A healthcare provider may use any non-public-facing remote communication product to communicate with patients (e.g., FaceTime, Facebook messenger video chat, Google Hangouts, and Skype are all explicitly permitted). Providers are still encouraged to advise patients of the potential privacy risks with using such interfaces, and they should use all encryption and privacy modes, to the extent available. Public-facing video applications are not permitted (e.g., Facebook Live, Twitch, Tik Tok are expressly excluded).

OCR reminds providers that for additional privacy protections while using video communication mechanisms, they should use technology vendors that are HIPAA compliant and enter appropriate business associate agreements with such vendors (e.g., Skype for Business, Updox, VSee, Zoom for Healthcare,, Google G Suite Hangouts Meet).

Does this notification only apply to telehealth for COVID-19 treatment?

OCR’s exercise of enforcement discretion will extend to telehealth provided for any reason – not just treatment for COVID-19.

Limited HIPAA Waivers

On March 13, 2020, the Secretary of HHS exercised the authority granted by Section 1135 of the Social Security Act to waive certain requirements of the HIPAA privacy regulations applicable to covered hospitals.  The following is a summary of the scope and duration of this waiver, as well as of considerations for healthcare providers and other covered entities (and their business associates) in light of the national emergency.

What requirements of the HIPAA privacy regulations have been waived?

The HIPAA waivers apply by their terms to hospitals that have instituted a disaster protocol. Non-hospital providers do not appear to be covered by the HIPAA waivers or the authority granted by Section 1135 of the Social Security Act.The waivers do not universally waive all HIPAA requirements for such hospitals – rather, HHS waived only the sanctions and penalties arising from noncompliance with the following provisions:

  • The requirements to obtain a patient’s agreement to speak with family members or friends or to honor a patient’s request to opt-out of the facility directory (as set forth in 45 C.F.R. § 164.510).
  • The requirement to distribute a notice of privacy practices (as set forth in 45 C.F.R. § 164.520).
  • The patient’s right to request privacy restrictions or confidential communications (as set forth in 45 C.F.R. § 164.522).
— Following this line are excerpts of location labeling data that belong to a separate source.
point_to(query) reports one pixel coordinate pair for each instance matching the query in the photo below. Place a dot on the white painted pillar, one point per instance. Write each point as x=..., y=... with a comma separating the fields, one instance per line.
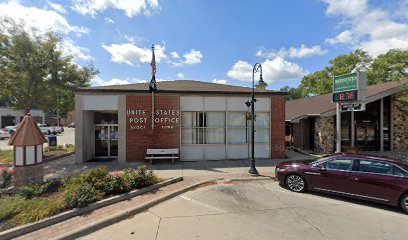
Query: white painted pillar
x=391, y=133
x=338, y=128
x=352, y=129
x=382, y=125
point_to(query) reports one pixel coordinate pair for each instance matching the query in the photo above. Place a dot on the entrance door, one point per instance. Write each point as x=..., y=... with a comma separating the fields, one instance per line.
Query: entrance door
x=106, y=141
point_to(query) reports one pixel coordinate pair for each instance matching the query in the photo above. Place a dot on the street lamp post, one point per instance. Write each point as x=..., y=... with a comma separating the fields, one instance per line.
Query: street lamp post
x=257, y=67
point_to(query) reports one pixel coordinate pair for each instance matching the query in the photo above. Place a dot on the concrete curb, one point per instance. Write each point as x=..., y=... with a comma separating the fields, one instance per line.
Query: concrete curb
x=21, y=230
x=92, y=227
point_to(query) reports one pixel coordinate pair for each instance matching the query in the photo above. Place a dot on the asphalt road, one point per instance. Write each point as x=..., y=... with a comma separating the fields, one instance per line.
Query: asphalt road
x=260, y=210
x=67, y=137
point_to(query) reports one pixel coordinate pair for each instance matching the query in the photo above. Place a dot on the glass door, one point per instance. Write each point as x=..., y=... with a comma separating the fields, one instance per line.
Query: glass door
x=106, y=141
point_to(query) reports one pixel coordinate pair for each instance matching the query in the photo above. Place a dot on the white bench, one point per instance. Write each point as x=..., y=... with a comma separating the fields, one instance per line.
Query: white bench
x=166, y=153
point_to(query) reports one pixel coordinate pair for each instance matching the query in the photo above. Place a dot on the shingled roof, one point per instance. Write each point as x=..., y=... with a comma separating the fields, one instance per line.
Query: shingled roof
x=28, y=133
x=322, y=105
x=178, y=86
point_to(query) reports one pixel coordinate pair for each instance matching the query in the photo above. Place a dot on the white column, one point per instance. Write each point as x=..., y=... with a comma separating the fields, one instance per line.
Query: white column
x=338, y=128
x=391, y=134
x=352, y=129
x=382, y=125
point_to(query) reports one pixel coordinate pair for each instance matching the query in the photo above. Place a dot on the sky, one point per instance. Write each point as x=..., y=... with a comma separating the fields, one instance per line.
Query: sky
x=214, y=40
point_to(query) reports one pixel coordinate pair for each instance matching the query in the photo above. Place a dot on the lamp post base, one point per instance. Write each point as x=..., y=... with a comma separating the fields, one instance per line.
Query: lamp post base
x=252, y=170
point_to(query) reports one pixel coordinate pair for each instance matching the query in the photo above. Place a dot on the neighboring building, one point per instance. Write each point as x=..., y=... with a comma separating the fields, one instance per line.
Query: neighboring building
x=204, y=120
x=10, y=117
x=383, y=126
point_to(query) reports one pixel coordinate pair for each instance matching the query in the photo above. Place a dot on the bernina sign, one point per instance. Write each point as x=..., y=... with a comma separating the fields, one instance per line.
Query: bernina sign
x=164, y=118
x=349, y=87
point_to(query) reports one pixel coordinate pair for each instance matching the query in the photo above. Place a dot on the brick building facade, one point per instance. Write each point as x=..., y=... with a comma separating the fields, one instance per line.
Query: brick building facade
x=204, y=120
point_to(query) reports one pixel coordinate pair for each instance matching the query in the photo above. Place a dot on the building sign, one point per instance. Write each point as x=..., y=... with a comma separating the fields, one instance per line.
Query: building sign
x=345, y=96
x=349, y=87
x=163, y=119
x=353, y=107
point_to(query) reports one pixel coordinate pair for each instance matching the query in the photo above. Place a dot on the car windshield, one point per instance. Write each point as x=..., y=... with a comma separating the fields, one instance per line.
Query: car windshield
x=316, y=161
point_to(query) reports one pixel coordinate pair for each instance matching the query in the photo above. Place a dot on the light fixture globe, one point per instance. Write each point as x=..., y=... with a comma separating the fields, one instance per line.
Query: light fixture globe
x=261, y=84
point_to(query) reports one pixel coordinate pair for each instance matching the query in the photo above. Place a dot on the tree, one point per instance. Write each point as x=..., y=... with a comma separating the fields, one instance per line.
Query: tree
x=293, y=93
x=321, y=82
x=390, y=66
x=34, y=73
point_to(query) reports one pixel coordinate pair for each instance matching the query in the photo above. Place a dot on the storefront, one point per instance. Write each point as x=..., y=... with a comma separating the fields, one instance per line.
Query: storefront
x=206, y=121
x=382, y=126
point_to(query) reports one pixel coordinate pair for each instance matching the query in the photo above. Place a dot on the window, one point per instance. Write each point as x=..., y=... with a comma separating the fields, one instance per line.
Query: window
x=370, y=166
x=399, y=172
x=239, y=130
x=203, y=128
x=340, y=164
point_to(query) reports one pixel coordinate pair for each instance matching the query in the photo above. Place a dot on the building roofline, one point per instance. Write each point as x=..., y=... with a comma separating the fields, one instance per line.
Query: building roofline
x=96, y=90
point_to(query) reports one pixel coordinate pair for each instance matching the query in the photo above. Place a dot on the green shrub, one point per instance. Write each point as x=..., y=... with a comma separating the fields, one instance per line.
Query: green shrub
x=115, y=184
x=93, y=176
x=5, y=179
x=81, y=195
x=70, y=147
x=36, y=190
x=11, y=206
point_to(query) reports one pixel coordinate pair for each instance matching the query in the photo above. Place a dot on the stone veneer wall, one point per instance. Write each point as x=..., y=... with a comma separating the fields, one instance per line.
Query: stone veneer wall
x=400, y=119
x=324, y=135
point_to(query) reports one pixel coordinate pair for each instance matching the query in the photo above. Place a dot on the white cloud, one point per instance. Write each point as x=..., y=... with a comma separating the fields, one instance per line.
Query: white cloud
x=348, y=8
x=68, y=47
x=109, y=20
x=57, y=7
x=375, y=30
x=344, y=37
x=42, y=20
x=130, y=7
x=129, y=53
x=189, y=58
x=219, y=81
x=193, y=57
x=174, y=55
x=273, y=70
x=97, y=81
x=292, y=52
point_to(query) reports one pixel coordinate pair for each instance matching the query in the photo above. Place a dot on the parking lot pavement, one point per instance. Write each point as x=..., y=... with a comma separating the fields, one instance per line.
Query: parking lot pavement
x=259, y=210
x=67, y=137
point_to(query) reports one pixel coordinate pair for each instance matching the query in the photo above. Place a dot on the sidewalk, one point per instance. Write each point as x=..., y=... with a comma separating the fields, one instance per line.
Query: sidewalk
x=165, y=169
x=192, y=172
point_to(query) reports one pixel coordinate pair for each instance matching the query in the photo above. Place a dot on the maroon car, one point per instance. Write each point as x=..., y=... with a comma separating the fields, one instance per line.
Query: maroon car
x=368, y=178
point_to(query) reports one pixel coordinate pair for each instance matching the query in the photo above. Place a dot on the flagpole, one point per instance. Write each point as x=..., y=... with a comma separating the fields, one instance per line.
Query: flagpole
x=152, y=84
x=152, y=109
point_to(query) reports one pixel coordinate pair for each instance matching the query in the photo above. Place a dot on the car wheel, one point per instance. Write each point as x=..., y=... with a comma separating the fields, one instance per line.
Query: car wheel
x=404, y=202
x=295, y=183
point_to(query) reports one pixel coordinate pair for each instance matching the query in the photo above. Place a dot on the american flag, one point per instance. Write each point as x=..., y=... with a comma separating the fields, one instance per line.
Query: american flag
x=152, y=84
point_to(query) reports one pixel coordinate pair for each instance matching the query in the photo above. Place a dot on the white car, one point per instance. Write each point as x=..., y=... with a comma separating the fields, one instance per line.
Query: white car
x=4, y=134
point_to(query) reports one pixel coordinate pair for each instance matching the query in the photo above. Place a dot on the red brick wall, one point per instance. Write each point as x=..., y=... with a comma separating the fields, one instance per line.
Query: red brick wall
x=139, y=133
x=278, y=127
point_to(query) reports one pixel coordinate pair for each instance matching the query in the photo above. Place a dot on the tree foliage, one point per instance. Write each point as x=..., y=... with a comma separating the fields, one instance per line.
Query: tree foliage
x=321, y=82
x=293, y=93
x=34, y=73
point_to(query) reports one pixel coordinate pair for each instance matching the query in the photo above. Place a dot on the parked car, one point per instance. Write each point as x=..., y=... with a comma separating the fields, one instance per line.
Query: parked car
x=50, y=130
x=10, y=129
x=4, y=134
x=368, y=178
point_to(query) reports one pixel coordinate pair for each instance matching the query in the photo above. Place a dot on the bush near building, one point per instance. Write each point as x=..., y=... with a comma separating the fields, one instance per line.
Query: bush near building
x=35, y=202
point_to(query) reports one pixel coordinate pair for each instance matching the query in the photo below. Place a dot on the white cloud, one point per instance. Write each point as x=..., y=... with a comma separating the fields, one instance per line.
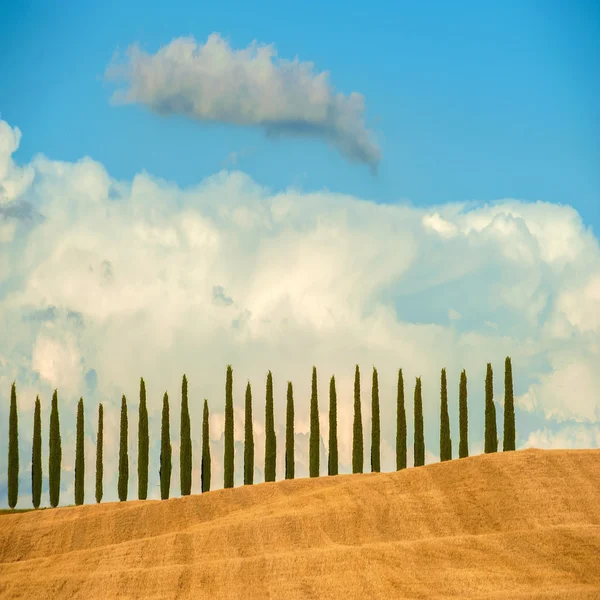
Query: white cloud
x=144, y=278
x=213, y=82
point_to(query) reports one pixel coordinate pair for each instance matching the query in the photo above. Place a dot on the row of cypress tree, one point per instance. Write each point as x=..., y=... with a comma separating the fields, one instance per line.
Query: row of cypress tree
x=185, y=457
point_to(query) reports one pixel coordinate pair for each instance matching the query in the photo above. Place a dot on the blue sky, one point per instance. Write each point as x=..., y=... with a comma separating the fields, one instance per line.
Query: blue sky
x=469, y=100
x=190, y=239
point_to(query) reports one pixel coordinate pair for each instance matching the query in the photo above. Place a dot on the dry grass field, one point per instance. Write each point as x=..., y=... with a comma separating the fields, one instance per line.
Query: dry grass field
x=520, y=525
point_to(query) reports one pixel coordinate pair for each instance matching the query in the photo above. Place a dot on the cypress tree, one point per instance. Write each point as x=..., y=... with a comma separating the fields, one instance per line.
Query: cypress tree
x=123, y=483
x=99, y=452
x=289, y=434
x=185, y=445
x=491, y=436
x=205, y=468
x=270, y=439
x=13, y=450
x=79, y=457
x=357, y=437
x=36, y=455
x=445, y=439
x=313, y=446
x=400, y=425
x=164, y=471
x=463, y=449
x=509, y=408
x=55, y=456
x=375, y=425
x=419, y=446
x=332, y=466
x=228, y=464
x=248, y=440
x=143, y=444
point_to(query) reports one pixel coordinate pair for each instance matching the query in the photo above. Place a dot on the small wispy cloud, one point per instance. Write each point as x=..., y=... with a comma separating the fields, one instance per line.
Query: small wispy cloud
x=252, y=87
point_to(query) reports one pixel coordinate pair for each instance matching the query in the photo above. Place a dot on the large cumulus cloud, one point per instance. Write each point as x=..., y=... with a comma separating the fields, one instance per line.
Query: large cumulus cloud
x=105, y=281
x=213, y=82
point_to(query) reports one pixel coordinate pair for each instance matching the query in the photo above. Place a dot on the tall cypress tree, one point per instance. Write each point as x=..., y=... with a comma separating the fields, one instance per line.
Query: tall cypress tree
x=463, y=449
x=491, y=436
x=79, y=457
x=55, y=456
x=228, y=464
x=289, y=434
x=419, y=446
x=205, y=467
x=36, y=455
x=270, y=439
x=248, y=440
x=185, y=443
x=332, y=466
x=400, y=425
x=445, y=439
x=143, y=444
x=313, y=446
x=375, y=425
x=13, y=449
x=357, y=437
x=509, y=408
x=165, y=451
x=99, y=457
x=123, y=483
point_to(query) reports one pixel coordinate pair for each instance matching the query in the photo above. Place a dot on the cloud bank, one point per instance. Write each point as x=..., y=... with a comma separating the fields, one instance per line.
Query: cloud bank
x=252, y=87
x=105, y=281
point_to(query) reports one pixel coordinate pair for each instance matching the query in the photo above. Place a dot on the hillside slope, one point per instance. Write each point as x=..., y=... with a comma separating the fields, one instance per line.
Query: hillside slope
x=514, y=525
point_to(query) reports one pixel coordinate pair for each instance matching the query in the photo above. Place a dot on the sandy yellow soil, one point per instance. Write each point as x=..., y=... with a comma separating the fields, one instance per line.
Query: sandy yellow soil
x=519, y=525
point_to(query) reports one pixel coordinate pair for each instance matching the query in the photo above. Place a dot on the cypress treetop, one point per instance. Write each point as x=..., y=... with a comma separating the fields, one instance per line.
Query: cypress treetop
x=99, y=455
x=375, y=425
x=357, y=434
x=463, y=450
x=13, y=450
x=332, y=466
x=400, y=425
x=79, y=457
x=248, y=440
x=205, y=467
x=289, y=434
x=123, y=482
x=314, y=428
x=36, y=455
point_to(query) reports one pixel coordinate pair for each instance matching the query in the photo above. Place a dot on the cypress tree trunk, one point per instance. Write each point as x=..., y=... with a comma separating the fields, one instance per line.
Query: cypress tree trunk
x=509, y=409
x=357, y=437
x=143, y=444
x=79, y=457
x=313, y=445
x=289, y=434
x=55, y=456
x=375, y=426
x=445, y=439
x=13, y=450
x=165, y=451
x=36, y=455
x=185, y=445
x=463, y=450
x=99, y=452
x=332, y=466
x=270, y=439
x=491, y=436
x=123, y=483
x=228, y=464
x=205, y=468
x=248, y=440
x=419, y=447
x=400, y=425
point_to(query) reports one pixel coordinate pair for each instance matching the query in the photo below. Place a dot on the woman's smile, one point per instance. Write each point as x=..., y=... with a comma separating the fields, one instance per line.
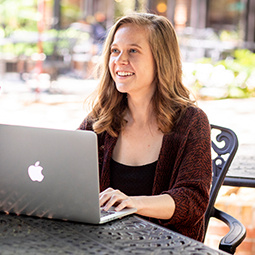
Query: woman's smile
x=131, y=62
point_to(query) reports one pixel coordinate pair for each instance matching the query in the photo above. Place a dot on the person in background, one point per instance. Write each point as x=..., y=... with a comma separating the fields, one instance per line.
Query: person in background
x=98, y=32
x=153, y=141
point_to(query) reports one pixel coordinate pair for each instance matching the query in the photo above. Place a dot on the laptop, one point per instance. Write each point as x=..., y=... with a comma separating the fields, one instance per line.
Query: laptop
x=51, y=173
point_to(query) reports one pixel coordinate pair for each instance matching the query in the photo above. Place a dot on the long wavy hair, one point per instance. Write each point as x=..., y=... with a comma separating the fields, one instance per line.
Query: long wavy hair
x=171, y=97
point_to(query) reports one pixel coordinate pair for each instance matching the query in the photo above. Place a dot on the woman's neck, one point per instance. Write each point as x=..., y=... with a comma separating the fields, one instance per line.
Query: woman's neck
x=140, y=111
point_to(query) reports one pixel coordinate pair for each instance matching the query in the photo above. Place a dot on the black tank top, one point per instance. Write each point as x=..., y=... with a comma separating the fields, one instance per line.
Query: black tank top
x=133, y=180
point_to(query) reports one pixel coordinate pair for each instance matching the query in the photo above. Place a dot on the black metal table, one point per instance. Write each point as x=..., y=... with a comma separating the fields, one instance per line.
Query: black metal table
x=130, y=235
x=242, y=172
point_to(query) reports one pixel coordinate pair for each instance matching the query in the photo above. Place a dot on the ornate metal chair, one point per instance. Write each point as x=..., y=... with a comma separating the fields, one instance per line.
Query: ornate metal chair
x=224, y=147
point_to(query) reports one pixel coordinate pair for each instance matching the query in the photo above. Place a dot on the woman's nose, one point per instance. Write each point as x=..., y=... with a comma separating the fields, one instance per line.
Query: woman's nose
x=122, y=58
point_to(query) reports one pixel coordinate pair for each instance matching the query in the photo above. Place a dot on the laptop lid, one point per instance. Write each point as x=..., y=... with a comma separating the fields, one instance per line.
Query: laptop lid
x=49, y=173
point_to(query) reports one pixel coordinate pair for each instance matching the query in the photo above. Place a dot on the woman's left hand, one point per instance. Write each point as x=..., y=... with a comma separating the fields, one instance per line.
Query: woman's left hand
x=157, y=206
x=110, y=197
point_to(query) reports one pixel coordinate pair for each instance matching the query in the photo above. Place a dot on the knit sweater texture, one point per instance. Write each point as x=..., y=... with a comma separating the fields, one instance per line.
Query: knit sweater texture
x=184, y=170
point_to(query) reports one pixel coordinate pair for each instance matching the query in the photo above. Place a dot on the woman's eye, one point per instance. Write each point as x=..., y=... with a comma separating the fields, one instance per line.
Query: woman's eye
x=114, y=51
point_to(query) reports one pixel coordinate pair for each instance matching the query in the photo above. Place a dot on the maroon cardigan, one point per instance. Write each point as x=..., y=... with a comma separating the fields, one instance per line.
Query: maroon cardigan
x=183, y=171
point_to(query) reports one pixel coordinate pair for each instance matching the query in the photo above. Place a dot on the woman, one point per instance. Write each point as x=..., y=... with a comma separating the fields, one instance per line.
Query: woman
x=154, y=143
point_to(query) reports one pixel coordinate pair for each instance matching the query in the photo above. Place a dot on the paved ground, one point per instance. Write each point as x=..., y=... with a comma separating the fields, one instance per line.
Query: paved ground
x=64, y=109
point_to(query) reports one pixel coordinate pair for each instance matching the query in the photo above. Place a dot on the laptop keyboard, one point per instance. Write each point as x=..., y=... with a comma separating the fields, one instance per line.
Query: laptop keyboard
x=106, y=213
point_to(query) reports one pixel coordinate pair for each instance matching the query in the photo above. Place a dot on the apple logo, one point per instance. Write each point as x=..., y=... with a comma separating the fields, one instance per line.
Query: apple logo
x=35, y=172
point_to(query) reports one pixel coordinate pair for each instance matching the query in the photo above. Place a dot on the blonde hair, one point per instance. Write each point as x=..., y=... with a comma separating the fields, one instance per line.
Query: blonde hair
x=171, y=97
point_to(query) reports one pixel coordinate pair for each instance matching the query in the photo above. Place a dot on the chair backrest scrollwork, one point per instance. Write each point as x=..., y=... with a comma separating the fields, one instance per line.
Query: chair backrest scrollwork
x=224, y=147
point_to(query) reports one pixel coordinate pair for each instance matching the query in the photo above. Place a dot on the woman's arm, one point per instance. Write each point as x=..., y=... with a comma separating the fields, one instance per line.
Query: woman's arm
x=159, y=206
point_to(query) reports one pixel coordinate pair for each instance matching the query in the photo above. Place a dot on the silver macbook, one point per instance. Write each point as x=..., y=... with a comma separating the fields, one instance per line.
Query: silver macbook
x=51, y=173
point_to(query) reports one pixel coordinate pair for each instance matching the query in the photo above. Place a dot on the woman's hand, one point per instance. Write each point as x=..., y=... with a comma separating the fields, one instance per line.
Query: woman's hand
x=110, y=197
x=158, y=206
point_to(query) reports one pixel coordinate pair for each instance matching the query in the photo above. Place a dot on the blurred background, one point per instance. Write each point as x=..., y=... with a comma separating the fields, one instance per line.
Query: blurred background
x=49, y=49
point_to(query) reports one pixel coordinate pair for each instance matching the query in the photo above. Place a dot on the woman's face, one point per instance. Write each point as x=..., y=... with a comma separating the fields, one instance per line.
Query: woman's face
x=131, y=62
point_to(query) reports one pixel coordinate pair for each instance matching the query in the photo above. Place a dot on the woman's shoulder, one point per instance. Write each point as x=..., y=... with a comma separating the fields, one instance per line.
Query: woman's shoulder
x=87, y=124
x=194, y=114
x=193, y=118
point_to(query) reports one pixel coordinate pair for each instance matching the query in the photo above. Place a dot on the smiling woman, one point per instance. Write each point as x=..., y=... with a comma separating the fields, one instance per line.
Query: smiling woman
x=154, y=143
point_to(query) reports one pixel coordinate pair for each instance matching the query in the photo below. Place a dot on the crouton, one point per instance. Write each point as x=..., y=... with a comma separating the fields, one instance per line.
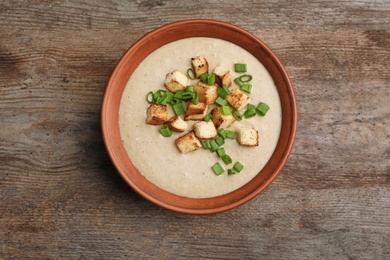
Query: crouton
x=222, y=76
x=207, y=94
x=177, y=124
x=248, y=136
x=188, y=142
x=156, y=114
x=205, y=130
x=196, y=112
x=175, y=81
x=237, y=99
x=220, y=120
x=227, y=79
x=200, y=65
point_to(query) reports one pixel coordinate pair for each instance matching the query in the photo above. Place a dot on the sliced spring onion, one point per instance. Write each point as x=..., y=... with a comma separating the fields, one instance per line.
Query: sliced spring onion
x=238, y=81
x=225, y=110
x=219, y=140
x=190, y=88
x=217, y=168
x=221, y=152
x=221, y=101
x=149, y=97
x=250, y=112
x=195, y=98
x=226, y=159
x=231, y=134
x=226, y=88
x=191, y=73
x=222, y=93
x=237, y=115
x=246, y=87
x=208, y=117
x=245, y=78
x=240, y=67
x=214, y=145
x=238, y=166
x=222, y=133
x=231, y=172
x=178, y=108
x=262, y=108
x=165, y=131
x=206, y=144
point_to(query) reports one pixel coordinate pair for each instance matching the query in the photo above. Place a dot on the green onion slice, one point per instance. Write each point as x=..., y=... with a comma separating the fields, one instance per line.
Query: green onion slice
x=238, y=167
x=262, y=108
x=240, y=67
x=178, y=108
x=165, y=131
x=221, y=152
x=208, y=117
x=191, y=73
x=222, y=133
x=245, y=78
x=149, y=97
x=237, y=115
x=217, y=168
x=246, y=87
x=226, y=159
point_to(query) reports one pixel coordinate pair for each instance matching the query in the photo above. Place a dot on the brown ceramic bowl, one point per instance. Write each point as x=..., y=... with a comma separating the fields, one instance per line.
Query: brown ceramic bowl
x=122, y=73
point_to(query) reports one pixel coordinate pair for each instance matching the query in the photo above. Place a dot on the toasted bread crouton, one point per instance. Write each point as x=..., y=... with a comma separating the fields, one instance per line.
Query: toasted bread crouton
x=205, y=130
x=177, y=124
x=175, y=81
x=227, y=79
x=207, y=94
x=222, y=76
x=200, y=65
x=188, y=142
x=248, y=136
x=196, y=112
x=220, y=120
x=156, y=114
x=237, y=99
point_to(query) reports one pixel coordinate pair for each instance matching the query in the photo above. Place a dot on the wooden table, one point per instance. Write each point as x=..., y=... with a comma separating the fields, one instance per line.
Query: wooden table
x=62, y=198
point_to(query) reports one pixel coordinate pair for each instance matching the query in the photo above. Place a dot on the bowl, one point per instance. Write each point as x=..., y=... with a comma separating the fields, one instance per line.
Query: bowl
x=129, y=62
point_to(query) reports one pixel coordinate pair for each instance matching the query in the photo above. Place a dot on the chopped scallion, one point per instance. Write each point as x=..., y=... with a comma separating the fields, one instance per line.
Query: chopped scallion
x=246, y=87
x=220, y=101
x=221, y=152
x=226, y=159
x=178, y=108
x=262, y=108
x=222, y=133
x=225, y=110
x=237, y=115
x=206, y=144
x=165, y=131
x=217, y=168
x=240, y=67
x=191, y=73
x=238, y=166
x=245, y=78
x=219, y=140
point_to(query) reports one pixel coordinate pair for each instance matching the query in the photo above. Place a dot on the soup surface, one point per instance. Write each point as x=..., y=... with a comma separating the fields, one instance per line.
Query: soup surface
x=158, y=158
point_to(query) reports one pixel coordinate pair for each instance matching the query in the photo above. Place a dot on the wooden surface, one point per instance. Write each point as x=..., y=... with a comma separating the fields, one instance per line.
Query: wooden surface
x=62, y=198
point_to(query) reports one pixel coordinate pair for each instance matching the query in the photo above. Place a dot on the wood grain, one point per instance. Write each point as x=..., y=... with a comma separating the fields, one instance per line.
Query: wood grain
x=62, y=198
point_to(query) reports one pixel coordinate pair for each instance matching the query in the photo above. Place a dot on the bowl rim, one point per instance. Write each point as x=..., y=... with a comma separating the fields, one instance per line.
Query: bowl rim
x=122, y=72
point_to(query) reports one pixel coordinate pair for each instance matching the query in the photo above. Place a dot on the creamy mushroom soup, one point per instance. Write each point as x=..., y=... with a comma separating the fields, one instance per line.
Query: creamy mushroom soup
x=158, y=158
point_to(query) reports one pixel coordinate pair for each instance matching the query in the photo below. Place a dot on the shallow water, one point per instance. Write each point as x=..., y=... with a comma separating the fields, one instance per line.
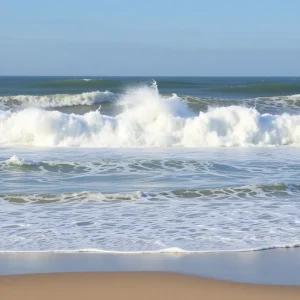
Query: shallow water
x=149, y=171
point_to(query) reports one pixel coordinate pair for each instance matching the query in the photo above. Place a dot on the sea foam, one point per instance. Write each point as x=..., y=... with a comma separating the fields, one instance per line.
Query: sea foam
x=150, y=120
x=59, y=100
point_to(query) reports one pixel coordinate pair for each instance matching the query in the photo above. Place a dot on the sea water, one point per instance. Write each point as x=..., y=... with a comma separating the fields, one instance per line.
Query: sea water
x=164, y=164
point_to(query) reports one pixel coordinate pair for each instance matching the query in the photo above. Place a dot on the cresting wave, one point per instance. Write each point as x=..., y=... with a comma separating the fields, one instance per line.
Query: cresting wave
x=257, y=192
x=59, y=100
x=150, y=120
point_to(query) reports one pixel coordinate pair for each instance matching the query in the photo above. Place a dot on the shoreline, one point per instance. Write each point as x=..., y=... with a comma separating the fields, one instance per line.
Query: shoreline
x=276, y=267
x=135, y=285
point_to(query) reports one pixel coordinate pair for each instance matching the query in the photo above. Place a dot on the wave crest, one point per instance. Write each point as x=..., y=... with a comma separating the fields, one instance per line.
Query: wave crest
x=59, y=100
x=150, y=120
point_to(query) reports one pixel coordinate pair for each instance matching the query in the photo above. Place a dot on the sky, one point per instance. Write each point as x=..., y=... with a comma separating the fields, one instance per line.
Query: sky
x=157, y=37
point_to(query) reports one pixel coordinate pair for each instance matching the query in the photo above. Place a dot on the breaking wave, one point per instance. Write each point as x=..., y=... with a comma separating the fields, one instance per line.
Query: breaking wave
x=150, y=120
x=59, y=100
x=255, y=192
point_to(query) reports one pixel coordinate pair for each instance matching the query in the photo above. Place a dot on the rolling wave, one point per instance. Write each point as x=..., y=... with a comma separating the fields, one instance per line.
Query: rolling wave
x=279, y=89
x=59, y=100
x=150, y=120
x=255, y=192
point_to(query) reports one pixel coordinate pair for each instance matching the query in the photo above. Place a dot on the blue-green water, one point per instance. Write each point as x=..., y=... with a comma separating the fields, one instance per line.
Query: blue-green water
x=149, y=164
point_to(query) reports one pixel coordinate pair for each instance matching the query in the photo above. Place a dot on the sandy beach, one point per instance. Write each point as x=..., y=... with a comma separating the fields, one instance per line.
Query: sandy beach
x=134, y=285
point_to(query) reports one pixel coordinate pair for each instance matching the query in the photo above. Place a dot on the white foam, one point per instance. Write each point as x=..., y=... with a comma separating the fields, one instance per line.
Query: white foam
x=15, y=160
x=60, y=100
x=150, y=120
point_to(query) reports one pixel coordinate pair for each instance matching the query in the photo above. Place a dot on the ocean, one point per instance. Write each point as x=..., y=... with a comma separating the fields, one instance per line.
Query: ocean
x=156, y=164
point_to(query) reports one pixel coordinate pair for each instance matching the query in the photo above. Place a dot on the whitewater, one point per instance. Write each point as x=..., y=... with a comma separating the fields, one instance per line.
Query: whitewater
x=136, y=165
x=148, y=120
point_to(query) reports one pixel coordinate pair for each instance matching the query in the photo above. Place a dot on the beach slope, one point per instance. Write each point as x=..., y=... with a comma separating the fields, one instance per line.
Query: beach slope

The language above specifically waives the obligation to distribute a notice of privacy practices (which is technically only required upon a material change of the notice). It is not clear whether this was intended to also waive the requirements by healthcare providers to furnish a notice no later than the date of the first service delivery (or, in the case of an emergency, as soon as reasonably practicable), to make a good faith effort to obtain an acknowledgment of receipt, and to make the notice available on request.

In addition, the above waivers are effective only if actions under the waiver do not discriminate on the basis of a patient’s source of payment or ability to pay.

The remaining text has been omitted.